“I just think the celebration is premature.”
“Norm, don’t deprive me of this.”
“Do you want my honest opinion or don’t you?”
“Yes. But all along, you’ve never wanted to even entertain the possibility that my dad was innocent.”
“That’s not true.”
“It is true. What are you — jealous that maybe now I’ll keep the money?”
“Ryan, I’m your friend.”
“Some friend. You of all people should know that innocent people do get convicted.”
“Not very often.”
“It’s possible.”
“In some cases, yes.”
“What the hell do you have against my father?”
“For God’s sake, Ryan! If your old man was innocent, don’t you think he would have looked you straight in the eye and told you?”

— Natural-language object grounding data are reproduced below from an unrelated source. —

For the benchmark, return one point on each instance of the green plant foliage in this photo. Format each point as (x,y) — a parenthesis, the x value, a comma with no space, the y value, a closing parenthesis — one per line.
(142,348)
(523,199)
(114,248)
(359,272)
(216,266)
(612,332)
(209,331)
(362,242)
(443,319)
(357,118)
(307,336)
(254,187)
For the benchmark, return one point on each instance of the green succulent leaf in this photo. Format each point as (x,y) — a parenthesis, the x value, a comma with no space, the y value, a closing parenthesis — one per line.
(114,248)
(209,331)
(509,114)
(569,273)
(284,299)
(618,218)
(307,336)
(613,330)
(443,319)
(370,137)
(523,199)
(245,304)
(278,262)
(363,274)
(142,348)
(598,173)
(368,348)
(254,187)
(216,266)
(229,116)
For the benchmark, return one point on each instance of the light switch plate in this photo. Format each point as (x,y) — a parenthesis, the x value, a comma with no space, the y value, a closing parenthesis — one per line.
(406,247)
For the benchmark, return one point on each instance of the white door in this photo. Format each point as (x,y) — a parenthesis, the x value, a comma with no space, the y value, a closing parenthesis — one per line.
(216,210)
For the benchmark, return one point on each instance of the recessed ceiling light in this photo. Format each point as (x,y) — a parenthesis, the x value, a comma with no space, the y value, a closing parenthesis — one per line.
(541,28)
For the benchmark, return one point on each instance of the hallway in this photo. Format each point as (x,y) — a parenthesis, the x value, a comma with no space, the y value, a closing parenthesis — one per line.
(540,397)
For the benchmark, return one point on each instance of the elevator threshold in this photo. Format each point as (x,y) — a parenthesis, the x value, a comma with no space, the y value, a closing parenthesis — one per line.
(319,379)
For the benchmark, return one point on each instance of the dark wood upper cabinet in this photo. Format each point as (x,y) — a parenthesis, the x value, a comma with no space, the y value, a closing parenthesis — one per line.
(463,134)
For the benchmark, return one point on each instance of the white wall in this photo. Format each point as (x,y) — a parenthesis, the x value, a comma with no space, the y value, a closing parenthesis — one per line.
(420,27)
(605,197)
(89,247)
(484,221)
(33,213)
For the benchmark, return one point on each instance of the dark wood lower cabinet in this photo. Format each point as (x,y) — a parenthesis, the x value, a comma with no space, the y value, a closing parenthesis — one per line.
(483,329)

Norm’s voice slashed with a cutting edge, as if he were grabbing his friend and shaking him by the lapels. It was a heated moment that left them both cold.
“I’m sorry, Ryan.”
The phone was shaking in his hand. “No, you’re right. We need to think this through. There must be something we’re overlooking.”
“Well, we need to think fast. Agent Forsyth called me at home this morning. Now more than ever, the FBI wants our meeting to go forward tomorrow.”

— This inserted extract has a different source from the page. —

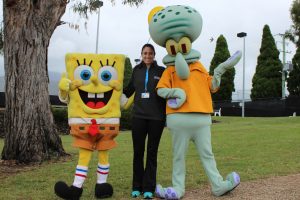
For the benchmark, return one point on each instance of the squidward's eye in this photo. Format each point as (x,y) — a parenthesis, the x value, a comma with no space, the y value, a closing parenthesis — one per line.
(184,45)
(106,74)
(83,73)
(172,47)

“Let’s put that off. Just tell them I need a few days to bury my brother-in-law.”
“Any more stalling and Forsyth implied the U.S. attorney would initiate a forfeiture proceeding against the Panamanian account. That’s an added three-million-dollar headache we don’t need right now.”

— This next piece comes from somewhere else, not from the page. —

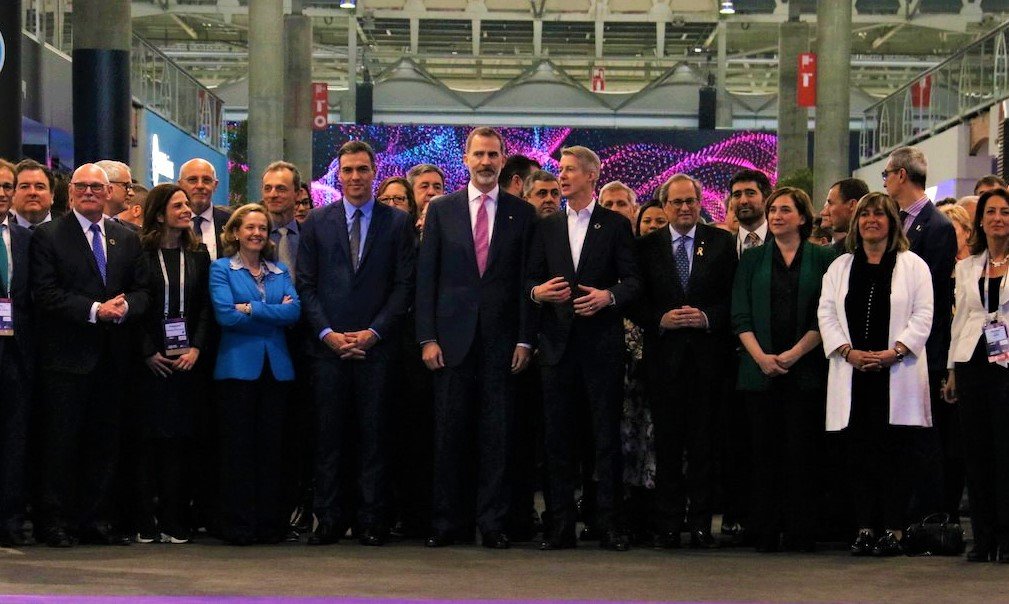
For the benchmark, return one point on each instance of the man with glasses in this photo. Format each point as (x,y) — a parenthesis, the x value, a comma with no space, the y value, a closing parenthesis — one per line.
(121,191)
(88,283)
(33,185)
(687,272)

“Who do they think I am, Al Capone?”
“No. But they don’t see you as the typical grieving family member, either. The FBI doesn’t normally get involved in murder cases. But when a witness is murdered and an attorney is beat up in a pattern of criminal activity that may include extortion and money laundering, that can add up to a federal racketeering charge.”
“Wait a minute. You mean they’ve already linked me to Brent’s murder?”
“You’re probably the number one suspect, Ryan. And that’s just based on what happened in court yesterday. They don’t even have the gun yet.”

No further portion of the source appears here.